Most Important TIPS to follow during your First Month Pregnancy Food Chart
- Take folic acid-containing prenatal supplements.
- Before beginning a stringent diet regimen, consult your doctor.
- The key is moderation; even healthful meals should be consumed sparingly. Anything in excess is harmful.
- Reduce your junk food intake and fill your plate with fruits and veggies.
- Ingest water.
- In between all these, drink plenty of water. But avoid drinking too much water at once. Drink at least 6 to 8 glasses of water throughout the day. Besides maintaining the body’s necessary moisture, Shah will also control the body temperature.
- At this time, to keep the body healthy, you must do walking, yoga, or other light exercises. You can also do meditation to keep the mind calm and focused. This will help in reducing unnecessary stress.
What is the importance of consulting a Dietitian during the first month of pregnancy?

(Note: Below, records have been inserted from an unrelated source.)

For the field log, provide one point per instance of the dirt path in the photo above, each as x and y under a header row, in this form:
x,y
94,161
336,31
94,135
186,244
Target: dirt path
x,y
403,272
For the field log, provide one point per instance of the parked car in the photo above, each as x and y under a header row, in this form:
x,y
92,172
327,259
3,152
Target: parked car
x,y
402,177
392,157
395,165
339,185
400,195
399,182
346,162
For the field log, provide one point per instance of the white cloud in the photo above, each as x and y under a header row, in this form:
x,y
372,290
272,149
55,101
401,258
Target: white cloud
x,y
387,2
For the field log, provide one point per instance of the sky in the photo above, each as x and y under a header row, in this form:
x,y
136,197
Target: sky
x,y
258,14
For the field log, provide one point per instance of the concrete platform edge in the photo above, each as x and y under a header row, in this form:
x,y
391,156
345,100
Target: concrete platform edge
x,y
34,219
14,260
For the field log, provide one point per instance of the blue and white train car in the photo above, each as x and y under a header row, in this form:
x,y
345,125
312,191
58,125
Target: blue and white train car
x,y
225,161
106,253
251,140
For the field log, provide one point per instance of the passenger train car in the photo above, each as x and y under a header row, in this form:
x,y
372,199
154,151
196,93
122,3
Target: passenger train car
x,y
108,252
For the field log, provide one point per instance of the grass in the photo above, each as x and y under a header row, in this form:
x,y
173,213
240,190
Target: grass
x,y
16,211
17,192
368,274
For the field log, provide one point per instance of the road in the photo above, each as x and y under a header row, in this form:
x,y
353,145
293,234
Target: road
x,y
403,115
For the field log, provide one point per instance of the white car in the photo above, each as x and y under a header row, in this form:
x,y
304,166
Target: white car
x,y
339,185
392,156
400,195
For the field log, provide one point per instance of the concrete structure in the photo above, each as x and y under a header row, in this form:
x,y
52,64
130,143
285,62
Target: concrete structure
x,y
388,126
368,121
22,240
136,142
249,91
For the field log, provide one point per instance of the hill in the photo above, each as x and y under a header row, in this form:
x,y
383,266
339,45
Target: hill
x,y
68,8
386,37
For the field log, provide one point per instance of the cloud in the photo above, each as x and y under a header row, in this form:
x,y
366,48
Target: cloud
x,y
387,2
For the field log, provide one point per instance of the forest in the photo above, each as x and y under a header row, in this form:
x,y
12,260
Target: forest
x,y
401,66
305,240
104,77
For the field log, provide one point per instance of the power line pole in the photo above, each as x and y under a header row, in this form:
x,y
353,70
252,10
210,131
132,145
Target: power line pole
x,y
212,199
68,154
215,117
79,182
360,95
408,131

You can get the essential nutrients into your body before and during pregnancy with the aid of prenatal nutrition. Studies have shown that good nutrition and weight control before and during pregnancy impact a baby’s growth. But consulting is dietician is crucial during this time; which helps you with gaining weight healthily and provides you with a personalized first month pregnancy food chart, and is always available for your help.

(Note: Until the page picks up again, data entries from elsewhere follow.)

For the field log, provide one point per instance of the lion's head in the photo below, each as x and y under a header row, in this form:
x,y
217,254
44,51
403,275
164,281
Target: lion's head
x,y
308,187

Our dietitians at diet2nourish develop sustainable dietary habits to keep you healthy, energized, and satisfied during pregnancy. Remember that during pregnancy, you will have ups and downs and that your energy levels will frequently be at an all-time low. Laying the proper foundation is crucial if you want to maintain your energy throughout your everyday activities.
Our nutritionist and dietitian services at diet2nourish include diet and nutritional counseling with a skilled dietician with specialized training in pregnancy.
During the first month of pregnancy, your body goes through several changes. Morning sickness, exhaustion, and mood swings can all be brought on by hormonal changes. To reduce these symptoms and maintain the health and happiness of your baby, practice nutritious eating, follow a first month pregnancy food chart, proper hydration, light exercise, stress-free living, and stay connected with your dietician.
Frequently asked questions (FAQs)
How does age and height affect recommended weight gain in pregnancy?
Age and height can affect recommended weight gain as they can impact your body mass index (BMI). Generally, the recommended weight gain during pregnancy is based on your pre-pregnancy BMI. It is calculated based on your height and weight. Women with a lower pre-pregnancy BMI may need to gain more weight during pregnancy.
On the other hand, women with a higher pre-pregnancy BMI may need to gain less weight. Additionally, older women may have different weight gain recommendations than younger women. This is because age can impact factors such as metabolism and nutrient absorption.
How can I maintain a healthy weight after pregnancy?
Opting for a gradual and sustainable approach to weight loss after pregnancy is recommended.
Incorporating healthy eating habits, physical activity, and seeking professional guidance can aid in achieving postpartum weight goals.